Déconfinement : "Il n'y aura pas de grand soir des réouvertures", prévient Gabriel Attal

Déconfinement : "Il n'y aura pas de grand soir des réouvertures", prévient Gabriel Attal
Le porte-parole du gouvernement Gabriel Attal, le 21 avril 2021.

publié le dimanche 25 avril 2021 à 14h26

Le porte-parole du gouvernement a indiqué dimanche sur France Inter qu'Emmanuel Macron s'exprimera "prochainement" pour détailler le calendrier des réouvertures.

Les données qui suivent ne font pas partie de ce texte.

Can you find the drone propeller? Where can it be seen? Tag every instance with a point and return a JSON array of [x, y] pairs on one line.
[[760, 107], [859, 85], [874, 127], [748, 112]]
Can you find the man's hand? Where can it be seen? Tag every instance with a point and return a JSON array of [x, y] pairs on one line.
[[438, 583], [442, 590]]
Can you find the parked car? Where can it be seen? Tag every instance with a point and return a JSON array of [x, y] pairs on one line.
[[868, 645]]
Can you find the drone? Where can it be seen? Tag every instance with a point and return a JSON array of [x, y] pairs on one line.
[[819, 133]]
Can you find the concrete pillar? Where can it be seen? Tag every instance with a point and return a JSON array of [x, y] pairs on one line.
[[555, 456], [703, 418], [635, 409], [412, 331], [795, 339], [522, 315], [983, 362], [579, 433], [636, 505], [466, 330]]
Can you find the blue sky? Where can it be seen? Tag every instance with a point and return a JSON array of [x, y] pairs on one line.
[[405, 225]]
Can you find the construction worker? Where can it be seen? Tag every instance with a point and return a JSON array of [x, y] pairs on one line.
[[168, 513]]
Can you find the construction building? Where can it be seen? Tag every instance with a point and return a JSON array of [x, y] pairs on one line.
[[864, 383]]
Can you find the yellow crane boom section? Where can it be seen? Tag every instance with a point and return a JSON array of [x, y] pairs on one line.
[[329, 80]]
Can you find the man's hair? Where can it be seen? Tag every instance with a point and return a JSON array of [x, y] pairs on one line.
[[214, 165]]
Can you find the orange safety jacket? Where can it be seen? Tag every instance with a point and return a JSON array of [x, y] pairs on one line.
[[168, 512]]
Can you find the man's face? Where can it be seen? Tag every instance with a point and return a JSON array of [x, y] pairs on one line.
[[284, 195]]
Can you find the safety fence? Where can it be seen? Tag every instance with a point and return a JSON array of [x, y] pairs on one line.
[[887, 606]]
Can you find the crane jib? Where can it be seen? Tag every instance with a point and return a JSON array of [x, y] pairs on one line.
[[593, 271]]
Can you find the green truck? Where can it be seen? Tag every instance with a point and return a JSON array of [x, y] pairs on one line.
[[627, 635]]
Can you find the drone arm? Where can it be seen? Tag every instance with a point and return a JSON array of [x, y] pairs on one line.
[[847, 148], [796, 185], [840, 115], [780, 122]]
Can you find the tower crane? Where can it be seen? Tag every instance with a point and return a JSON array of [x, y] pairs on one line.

A quand un retour à la vie normale ? Estimant que "le pic de la troisième vague de l'épidémie semble derrière nous", le Premier ministre Jean Castex a confirmé jeudi l'architecture du déconfinement déjà esquissée par le président Emmanuel Macron : rentrée "dès lundi 26 avril" dans les écoles maternelles et élémentaires, et "le 3 mai" pour les collégiens et lycéens, en demi-jauge après une semaine d'enseignement à distance. Le 3 mai signera également la fin des limites de déplacements, mais le couvre-feu restera en vigueur. Quant à la réouverture des commerces et lieux culturels, elle se fera à la mi-mai, si la situation sanitaire le permet, a prévenu le chef du gouvernement. 



Une formule qui laisse planer le doute quant à la date réouverture tant attendue des terrasses et autres lieux culturels. Invité dimanche 25 avril de l'émission Questions Politiques de France Inter, du Monde et de franceinfo, Gabriel Attal n'a pas non plus donné de date précise. "Ca va se faire progressivement, à la mi-mai on pourra commencer à rouvrir un certain nombre de lieux", a expliqué le porte-parole du gouvernement, tout en prévenant : "Je ne vais pas vous mentir, il n'y aura pas de grand soir des réouvertures"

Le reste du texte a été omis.